Use Case 2: Frequency Counter

#include <unordered_map>
#include <vector>
#include <string>

std::unordered_map<std::string, int> count_words(const std::vector<std::string>& words) {
    std::unordered_map<std::string, int> frequency;
    
    for (const auto& word : words) {
        frequency[word]++;  // operator[] creates with 0 if not found
    }
    
    return frequency;
}

// Usage:
std::vector<std::string> text = {"hello", "world", "hello", "cpp"};
auto freq = count_words(text);
// freq = { {"hello", 2}, {"world", 1}, {"cpp", 1} }

Use Case 3: Graph Adjacency List

#include <unordered_map>
#include <unordered_set>
#include <vector>

class Graph {
    std::unordered_map<int, std::unordered_set<int>> adj_list_;
    
public:
    void add_edge(int from, int to) {
        adj_list_[from].insert(to);
    }
    
    const std::unordered_set<int>& neighbors(int node) const {
        static const std::unordered_set<int> empty;
        auto it = adj_list_.find(node);
        return it != adj_list_.end() ? it->second : empty;
    }
    
    bool has_edge(int from, int to) const {
        auto it = adj_list_.find(from);
        return it != adj_list_.end() && it->second.contains(to);
    }
};

Use Case 4: Two Sum Problem

#include <unordered_map>
#include <vector>

// Find two numbers that sum to target
std::vector<int> two_sum(const std::vector<int>& nums, int target) {
    std::unordered_map<int, int> seen;  // value → index
    
    for (int i = 0; i < nums.size(); ++i) {
        int complement = target - nums[i];
        
        if (seen.contains(complement)) {
            return {seen[complement], i};
        }
        
        seen[nums[i]] = i;
    }
    
    return {};  // Not found
}

// O(n) time, O(n) space
// Much better than O(n²) brute force!

Performance Analysis

Time Complexity Summary

Operation           | Average  | Worst Case | Amortized
--------------------|----------|------------|------------
Search              | O(1)     | O(n)       | -
Insert              | O(1)     | O(n)       | O(1)
Erase               | O(1)     | O(n)       | -
Count (multimap)    | O(k)     | O(n)       | -
Rehash              | -        | O(n)       | -

k = number of elements with same key

Space Complexity

Container occupies:
- Array of buckets: O(bucket_count)
- Elements with overhead: O(n) × (element_size + pointer_overhead)

Typical overhead per element: 8-16 bytes (pointers for chaining)

Example:
unordered_set<int>: ~16-20 bytes per element
unordered_map<int,int>: ~24-28 bytes per pair

Compare to:
set<int>: ~32 bytes per element (tree node overhead)
vector<int>: ~4 bytes per element (no overhead)

Benchmark Comparison

Operation: 1,000,000 searches

Data Structure          | Time      | Notes
------------------------|-----------|-------------------------
vector (unsorted)       | ~15 ms    | O(n) linear search
vector (sorted, binary) | ~0.5 ms   | O(log n) binary search
set                     | ~1.2 ms   | O(log n) tree search
unordered_set           | ~0.1 ms   | O(1) average hash lookup

Conclusion: unordered_set is 10x+ faster for large datasets!

Common Pitfalls

1. Forgetting operator[] Creates Elements

std::unordered_map<int, int> m;
std::cout << m[42];  // Creates m[42] = 0, then prints 0!

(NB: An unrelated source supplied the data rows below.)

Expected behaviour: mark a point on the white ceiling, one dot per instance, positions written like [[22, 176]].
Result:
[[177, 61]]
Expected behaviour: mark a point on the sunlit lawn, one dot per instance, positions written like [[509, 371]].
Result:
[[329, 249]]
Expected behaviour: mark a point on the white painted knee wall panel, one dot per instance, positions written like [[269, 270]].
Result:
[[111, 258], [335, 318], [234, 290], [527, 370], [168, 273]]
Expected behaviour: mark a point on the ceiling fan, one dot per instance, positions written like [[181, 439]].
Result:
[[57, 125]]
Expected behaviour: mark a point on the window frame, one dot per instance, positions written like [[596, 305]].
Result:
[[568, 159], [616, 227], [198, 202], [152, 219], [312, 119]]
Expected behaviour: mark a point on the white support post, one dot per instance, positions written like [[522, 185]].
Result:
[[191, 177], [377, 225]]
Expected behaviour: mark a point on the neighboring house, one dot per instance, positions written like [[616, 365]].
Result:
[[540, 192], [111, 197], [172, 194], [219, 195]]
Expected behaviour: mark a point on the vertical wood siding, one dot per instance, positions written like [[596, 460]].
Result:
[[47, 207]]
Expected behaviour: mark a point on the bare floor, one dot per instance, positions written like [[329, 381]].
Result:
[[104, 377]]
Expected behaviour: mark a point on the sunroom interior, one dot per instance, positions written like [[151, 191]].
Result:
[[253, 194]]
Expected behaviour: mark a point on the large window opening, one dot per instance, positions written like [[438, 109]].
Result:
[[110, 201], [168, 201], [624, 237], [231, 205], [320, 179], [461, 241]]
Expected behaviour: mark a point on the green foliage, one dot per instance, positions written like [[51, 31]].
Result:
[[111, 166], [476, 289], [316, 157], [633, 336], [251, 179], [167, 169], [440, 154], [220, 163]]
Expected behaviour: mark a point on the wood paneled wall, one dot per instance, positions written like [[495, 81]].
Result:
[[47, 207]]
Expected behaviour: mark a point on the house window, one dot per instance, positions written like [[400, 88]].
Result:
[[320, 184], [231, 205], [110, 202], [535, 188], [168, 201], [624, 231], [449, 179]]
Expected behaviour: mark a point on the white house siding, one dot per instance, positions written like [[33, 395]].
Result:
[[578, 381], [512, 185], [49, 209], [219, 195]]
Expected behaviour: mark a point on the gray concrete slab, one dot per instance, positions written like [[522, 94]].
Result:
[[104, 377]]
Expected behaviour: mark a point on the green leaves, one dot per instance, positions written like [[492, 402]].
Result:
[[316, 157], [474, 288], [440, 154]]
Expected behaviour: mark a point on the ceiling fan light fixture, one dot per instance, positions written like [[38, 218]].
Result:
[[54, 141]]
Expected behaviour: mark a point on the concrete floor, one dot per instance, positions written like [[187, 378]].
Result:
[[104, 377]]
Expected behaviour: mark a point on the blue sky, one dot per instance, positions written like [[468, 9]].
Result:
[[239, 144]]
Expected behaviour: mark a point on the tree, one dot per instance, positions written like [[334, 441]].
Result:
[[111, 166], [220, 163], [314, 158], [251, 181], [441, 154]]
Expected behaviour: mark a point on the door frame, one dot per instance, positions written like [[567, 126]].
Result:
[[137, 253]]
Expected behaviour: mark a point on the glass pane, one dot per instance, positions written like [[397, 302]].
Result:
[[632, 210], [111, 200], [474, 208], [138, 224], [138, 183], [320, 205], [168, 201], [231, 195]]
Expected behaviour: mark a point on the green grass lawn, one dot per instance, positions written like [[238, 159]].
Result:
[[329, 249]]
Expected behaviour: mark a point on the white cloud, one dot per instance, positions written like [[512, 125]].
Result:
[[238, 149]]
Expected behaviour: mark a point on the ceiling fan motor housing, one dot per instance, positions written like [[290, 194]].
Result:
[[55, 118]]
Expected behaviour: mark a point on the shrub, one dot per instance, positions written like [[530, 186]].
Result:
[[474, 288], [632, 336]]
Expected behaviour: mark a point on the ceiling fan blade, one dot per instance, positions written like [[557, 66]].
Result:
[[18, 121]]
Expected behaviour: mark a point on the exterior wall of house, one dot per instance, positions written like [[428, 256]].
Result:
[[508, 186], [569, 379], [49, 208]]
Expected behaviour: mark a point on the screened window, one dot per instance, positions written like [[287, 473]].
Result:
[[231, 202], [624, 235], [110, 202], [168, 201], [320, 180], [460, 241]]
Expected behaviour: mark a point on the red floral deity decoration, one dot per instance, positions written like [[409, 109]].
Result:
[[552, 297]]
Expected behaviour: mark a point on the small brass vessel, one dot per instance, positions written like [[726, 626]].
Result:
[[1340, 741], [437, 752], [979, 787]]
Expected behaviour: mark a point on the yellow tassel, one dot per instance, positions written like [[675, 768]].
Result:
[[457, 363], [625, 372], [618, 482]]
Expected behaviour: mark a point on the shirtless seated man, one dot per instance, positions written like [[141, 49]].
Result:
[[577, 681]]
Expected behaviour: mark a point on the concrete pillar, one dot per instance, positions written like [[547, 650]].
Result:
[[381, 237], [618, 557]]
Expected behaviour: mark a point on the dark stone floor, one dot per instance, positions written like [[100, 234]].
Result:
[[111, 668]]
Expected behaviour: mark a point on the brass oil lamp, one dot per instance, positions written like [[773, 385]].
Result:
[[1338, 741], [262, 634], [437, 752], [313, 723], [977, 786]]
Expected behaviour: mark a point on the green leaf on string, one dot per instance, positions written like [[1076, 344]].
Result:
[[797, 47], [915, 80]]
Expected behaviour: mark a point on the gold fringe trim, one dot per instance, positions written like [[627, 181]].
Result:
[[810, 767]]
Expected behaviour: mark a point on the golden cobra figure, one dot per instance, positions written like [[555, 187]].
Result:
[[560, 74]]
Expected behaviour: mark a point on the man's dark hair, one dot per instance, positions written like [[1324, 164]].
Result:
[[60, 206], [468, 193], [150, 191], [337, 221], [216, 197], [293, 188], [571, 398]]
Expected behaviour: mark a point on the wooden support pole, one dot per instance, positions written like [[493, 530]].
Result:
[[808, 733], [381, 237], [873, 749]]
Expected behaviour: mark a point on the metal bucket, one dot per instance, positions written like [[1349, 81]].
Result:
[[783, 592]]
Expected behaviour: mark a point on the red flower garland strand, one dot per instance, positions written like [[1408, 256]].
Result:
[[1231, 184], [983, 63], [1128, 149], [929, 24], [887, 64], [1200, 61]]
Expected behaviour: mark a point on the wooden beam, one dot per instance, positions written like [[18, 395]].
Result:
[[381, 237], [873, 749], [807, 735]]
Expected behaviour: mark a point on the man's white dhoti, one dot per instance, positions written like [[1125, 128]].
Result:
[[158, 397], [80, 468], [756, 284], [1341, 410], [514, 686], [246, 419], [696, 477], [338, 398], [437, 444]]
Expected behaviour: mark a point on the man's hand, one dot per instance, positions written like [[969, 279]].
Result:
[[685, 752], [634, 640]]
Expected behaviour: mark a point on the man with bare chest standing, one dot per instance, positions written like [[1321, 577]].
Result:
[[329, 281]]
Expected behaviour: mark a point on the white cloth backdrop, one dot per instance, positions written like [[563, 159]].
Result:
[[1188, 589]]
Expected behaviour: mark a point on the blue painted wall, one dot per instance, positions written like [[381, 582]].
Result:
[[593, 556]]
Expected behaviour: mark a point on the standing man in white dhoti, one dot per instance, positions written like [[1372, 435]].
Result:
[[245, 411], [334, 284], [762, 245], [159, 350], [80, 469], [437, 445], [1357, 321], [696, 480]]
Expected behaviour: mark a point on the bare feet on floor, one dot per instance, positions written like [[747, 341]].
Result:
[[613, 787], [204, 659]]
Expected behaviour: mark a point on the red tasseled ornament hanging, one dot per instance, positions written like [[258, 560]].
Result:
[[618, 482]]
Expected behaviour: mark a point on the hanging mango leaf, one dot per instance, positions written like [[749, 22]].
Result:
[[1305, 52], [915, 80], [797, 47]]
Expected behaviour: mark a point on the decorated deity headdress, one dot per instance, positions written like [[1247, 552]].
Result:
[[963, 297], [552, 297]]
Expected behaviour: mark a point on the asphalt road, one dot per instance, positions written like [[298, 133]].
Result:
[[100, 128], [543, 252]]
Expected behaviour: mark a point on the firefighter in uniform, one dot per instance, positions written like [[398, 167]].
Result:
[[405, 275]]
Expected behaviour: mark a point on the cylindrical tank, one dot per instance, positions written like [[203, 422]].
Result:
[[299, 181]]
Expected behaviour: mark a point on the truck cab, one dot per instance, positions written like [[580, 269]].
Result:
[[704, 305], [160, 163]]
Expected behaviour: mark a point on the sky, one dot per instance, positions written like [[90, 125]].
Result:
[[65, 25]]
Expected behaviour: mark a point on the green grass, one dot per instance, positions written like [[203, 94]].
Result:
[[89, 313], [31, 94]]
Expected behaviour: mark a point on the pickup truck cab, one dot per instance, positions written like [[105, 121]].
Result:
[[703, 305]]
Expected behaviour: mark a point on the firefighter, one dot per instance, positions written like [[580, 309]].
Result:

// After this line, m.size() == 1

// Use find() for checking without modification
auto it = m.find(42);
if (it != m.end()) {
    std::cout << it->second;
}

2. Poor Hash Function

// BAD: Always returns same hash (everything in one bucket!)
struct BadHash {
    size_t operator()(int x) const {
        return 0;  // Everything hashes to bucket 0!
    }
};

std::unordered_set<int, BadHash> s;
// All operations degrade to O(n)!

// GOOD: Use std::hash or implement properly

3. Pointer Keys Without Custom Hash

// BAD: Hashes pointer address, not pointed value
std::unordered_set<std::string*> s;
std::string str1 = "hello";
std::string str2 = "hello";
s.insert(&str1);
s.insert(&str2);  // Both inserted (different addresses)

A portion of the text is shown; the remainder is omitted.